Remember when BIOS computers used to boot in seconds, reliably? When chat clients didn't require an embedded copy of Chromium? When appliances and automobiles didn't fall apart in 6 months, costing thousands to "repair" or just needing to be thrown away and bought again?

Remember when there used to be these things called "machine shops" and "Radio Shacks" and "parts stores" that people who built things frequented? Now most people have to call AAA if they get a flat tire. Changing their own oil is out of the question. "Eww, dirty oil, on my clean fingernails?" Many couldn't tell you which end is which on a screwdriver if their life depended on it.

I'd say these concepts are pretty essential, especially for any nation entertaining delusions of waging Total War against other big and powerful nations. Wasteful and foolish nations lose wars.

CrulesAll|1 month ago

Beyond engineering itself, strictly computer engineering? How many coders have no idea what goes on behind an IDE. Have not even the slightest notion how a computer works. Who thinks building a computer means watching a Youtube video and buying ready made parts, putting them together, and then think they should be employed by NASA.

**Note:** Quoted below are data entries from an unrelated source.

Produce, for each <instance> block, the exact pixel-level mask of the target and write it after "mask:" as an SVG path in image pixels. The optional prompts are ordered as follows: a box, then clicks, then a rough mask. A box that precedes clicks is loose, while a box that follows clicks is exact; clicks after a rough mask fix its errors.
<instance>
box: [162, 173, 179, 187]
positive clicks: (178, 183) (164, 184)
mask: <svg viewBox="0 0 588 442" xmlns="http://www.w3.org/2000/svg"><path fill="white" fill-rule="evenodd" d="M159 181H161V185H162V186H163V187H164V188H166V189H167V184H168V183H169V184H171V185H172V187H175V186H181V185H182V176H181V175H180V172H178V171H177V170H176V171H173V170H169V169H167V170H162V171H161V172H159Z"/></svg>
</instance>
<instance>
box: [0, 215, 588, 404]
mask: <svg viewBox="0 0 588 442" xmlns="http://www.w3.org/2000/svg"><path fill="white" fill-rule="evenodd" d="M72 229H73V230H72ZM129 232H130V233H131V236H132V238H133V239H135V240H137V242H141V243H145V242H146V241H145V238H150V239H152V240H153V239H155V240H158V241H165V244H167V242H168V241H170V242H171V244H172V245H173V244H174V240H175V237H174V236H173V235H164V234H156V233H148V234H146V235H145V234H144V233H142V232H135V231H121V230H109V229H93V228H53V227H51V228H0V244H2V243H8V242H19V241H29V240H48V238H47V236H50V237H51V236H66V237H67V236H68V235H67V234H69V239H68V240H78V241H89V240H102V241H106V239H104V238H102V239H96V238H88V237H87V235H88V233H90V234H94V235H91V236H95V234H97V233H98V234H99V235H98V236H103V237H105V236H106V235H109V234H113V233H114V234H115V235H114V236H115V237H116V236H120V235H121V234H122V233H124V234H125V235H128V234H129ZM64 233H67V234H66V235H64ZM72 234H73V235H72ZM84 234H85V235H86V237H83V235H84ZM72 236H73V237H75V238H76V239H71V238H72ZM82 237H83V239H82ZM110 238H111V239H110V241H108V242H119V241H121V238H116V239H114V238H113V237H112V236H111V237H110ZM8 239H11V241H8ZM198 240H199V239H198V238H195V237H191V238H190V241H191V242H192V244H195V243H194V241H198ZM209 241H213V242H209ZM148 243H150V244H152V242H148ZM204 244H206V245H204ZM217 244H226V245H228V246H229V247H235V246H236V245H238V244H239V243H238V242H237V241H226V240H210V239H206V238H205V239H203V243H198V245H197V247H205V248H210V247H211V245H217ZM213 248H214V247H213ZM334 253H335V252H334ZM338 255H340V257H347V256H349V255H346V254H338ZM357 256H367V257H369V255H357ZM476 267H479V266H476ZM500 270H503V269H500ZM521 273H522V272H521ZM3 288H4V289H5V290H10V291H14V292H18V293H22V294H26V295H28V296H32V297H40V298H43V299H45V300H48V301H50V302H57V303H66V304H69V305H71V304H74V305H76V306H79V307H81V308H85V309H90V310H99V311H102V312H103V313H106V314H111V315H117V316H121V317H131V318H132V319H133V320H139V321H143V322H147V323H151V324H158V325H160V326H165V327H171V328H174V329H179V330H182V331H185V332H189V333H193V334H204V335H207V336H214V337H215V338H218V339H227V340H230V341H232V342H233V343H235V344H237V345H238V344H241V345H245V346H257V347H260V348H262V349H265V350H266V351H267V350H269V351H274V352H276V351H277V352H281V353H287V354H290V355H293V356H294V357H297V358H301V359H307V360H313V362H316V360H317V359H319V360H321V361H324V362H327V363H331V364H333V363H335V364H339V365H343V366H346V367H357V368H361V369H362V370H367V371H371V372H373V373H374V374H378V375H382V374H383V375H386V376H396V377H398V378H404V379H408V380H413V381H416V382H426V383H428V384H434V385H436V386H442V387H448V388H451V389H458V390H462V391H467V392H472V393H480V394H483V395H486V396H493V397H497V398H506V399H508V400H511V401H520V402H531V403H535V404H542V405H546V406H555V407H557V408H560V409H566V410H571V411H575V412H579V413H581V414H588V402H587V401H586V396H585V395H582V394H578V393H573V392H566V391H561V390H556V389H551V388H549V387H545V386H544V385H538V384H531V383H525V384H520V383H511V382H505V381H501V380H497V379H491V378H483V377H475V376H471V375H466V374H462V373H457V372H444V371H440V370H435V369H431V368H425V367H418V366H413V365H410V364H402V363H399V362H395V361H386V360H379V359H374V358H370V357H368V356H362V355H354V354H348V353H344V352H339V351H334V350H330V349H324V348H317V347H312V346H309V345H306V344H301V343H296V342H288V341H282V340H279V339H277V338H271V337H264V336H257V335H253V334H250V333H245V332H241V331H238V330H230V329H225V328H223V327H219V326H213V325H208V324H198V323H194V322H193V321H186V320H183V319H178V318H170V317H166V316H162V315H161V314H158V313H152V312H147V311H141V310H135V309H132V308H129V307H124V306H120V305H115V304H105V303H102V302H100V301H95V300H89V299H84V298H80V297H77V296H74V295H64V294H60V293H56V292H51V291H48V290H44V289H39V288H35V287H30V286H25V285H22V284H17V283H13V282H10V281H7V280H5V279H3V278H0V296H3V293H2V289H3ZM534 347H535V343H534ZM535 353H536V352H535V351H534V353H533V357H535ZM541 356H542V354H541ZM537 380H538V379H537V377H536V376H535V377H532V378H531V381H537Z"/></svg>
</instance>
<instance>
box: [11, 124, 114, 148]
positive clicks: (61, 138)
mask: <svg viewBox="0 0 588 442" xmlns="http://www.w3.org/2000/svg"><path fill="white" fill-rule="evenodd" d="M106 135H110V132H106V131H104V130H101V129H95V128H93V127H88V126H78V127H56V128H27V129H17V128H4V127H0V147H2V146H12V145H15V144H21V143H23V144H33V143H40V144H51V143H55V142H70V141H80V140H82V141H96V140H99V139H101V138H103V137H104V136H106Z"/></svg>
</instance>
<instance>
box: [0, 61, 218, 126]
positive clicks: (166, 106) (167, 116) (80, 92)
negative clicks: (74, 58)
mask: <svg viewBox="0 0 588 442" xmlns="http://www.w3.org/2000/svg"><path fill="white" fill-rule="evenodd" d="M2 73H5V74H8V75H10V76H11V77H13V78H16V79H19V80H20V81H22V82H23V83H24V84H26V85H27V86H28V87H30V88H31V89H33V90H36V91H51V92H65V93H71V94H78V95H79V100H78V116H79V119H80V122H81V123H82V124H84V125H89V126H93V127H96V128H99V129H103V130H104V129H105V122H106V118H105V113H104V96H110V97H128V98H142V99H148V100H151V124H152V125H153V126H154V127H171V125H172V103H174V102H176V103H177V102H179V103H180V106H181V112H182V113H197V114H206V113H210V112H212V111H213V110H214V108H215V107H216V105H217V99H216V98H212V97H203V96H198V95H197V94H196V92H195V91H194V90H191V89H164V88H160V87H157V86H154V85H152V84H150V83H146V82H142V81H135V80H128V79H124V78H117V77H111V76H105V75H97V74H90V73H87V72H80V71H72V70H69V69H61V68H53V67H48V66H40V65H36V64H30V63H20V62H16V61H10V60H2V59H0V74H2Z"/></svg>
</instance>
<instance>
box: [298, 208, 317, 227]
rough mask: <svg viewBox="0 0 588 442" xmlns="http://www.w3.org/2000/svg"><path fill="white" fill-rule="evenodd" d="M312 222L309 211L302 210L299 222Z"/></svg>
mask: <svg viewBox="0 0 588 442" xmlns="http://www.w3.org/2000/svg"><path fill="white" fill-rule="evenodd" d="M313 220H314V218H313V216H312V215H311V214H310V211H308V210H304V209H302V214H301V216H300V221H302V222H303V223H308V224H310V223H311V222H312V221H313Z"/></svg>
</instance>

To begin: Math, Linux, Devops, C, and Assembly. Not a youtube video. Not arithmetic. Learn to the point that you could be employed by any of the above as a senior. And don't fear failure. Keep doing it until you understand it.

sigotirandolas|1 month ago

I hope this too but it's not a given, IMO. Previously people without technical chops failed quickly by being unable to deliver working code, now they can deliver mediocre code with the damage only becoming clear years later. It breaks the "can deliver code --> good technical ability" proxy and even after the initial damage wave, it's unclear if we will find a better proxy.